Arjen Anthony Lucassen

Lost In The New Real

par Renaud Besse Bourdier

Vingt-et-unième siècle. Un homme, au bord de la mort, est cryogénisé pour survivre. Des centaines d'années plus tard, il se réveille et découvre un nouveau monde. Un monde différent, déroutant, presque irréel : un monde dans lequel rien n'arrête le progrès.

Pas de doute, avec un concept aussi perché, nous avons bien affaire à Arjen Lucassen, chef d'orchestre du projet culte Ayreon. Mais cette fois-ci, point de troubadours tels que Daniel Gildenlöw, Mikael Åkerfeldt, James Labrie ou Anneke Van Giersbergen, non, cette fois, Lucassen a voulu se lancer un défi et retenter l'expérience de l'album solo, dix-neuf ans après son premier (qui ne fut franchement pas un succès). Pour le meilleur, ou pour le pire ?

Musicalement parlant, un peu des deux. Le Hollandais a voulu puiser dans des influences moins metal qu'à l'accoutumée, ce qui apporte une énergie nouvelle à sa musique, mais qui déplaira certainement à une partie des fans. Mis à part ce léger adoucissement, Lost In The New Real reste fidèle au style d'Arjen Lucassen, avec des mélodies folk et des flûtes à tout va, des claviers dégoulinants de kitsch et des solos harmonieux. Pour autant, le résultat reste franchement inférieur à la richesse musicale de The Human Equation, Into The Electric Castle ou encore de 011011001, et c'est bien dommage.
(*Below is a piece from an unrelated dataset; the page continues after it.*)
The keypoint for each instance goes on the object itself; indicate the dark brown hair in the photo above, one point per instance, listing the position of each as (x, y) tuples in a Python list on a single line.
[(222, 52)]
Attention cependant à ne pas s'arrêter là et oublier qu'il y a un deuxième disque ! Outre quelques morceaux bonus à l'intérêt limité, on y trouve des reprises de grands noms du rock qui méritent notre attention. Cela va de la puissance mécanique de « Welcome To The Machine » de Pink Floyd à l'atmosphère folk de « Battle of Evermore » de Led Zeppelin, en passant par la douceur d'une reprise de « Some Other Time » d' Alan Parsons Project. L'album se conclut en beauté sur « I'm The Slime » de Frank Zappa, et Arjen Lucassen montre à tout le monde que même en reprenant des classiques, il garde un style très unique.

Mais parler d'un tel album sans s'attarder sur le texte et la narration, ce serait faire offense à son créateur. Lost In The New Real bénéficie en effet d'un concept bien exploité qui s'inspire sans aucune retenue des écrits de Philip K. Dick, George Orwell et Aldous Huxley : le héros de l'histoire découvre un monde où la population est constamment surveillée, où la musique est générée par des ordinateurs à partir de nos cerveaux, où les riches vivent vieux et les pauvres sont interdits de se reproduire...un monde où les univers se mélangent, et où le réel en devient immatériel, incompréhensible et illusoire. Et qui de mieux pour y guider notre héros que le Replicant du film culte Blade Runner ? Avec l'aide de l'acteur Rutger Hauer qui joue le rôle du narrateur, Lucassen ne se limite pas à imaginer un futur dystopique, il dresse un reflet alarmant de notre société actuelle en faisant écho aux lois SOPA et ACTA, aux progrès de la science moderne et à l'informatisation de notre réalité.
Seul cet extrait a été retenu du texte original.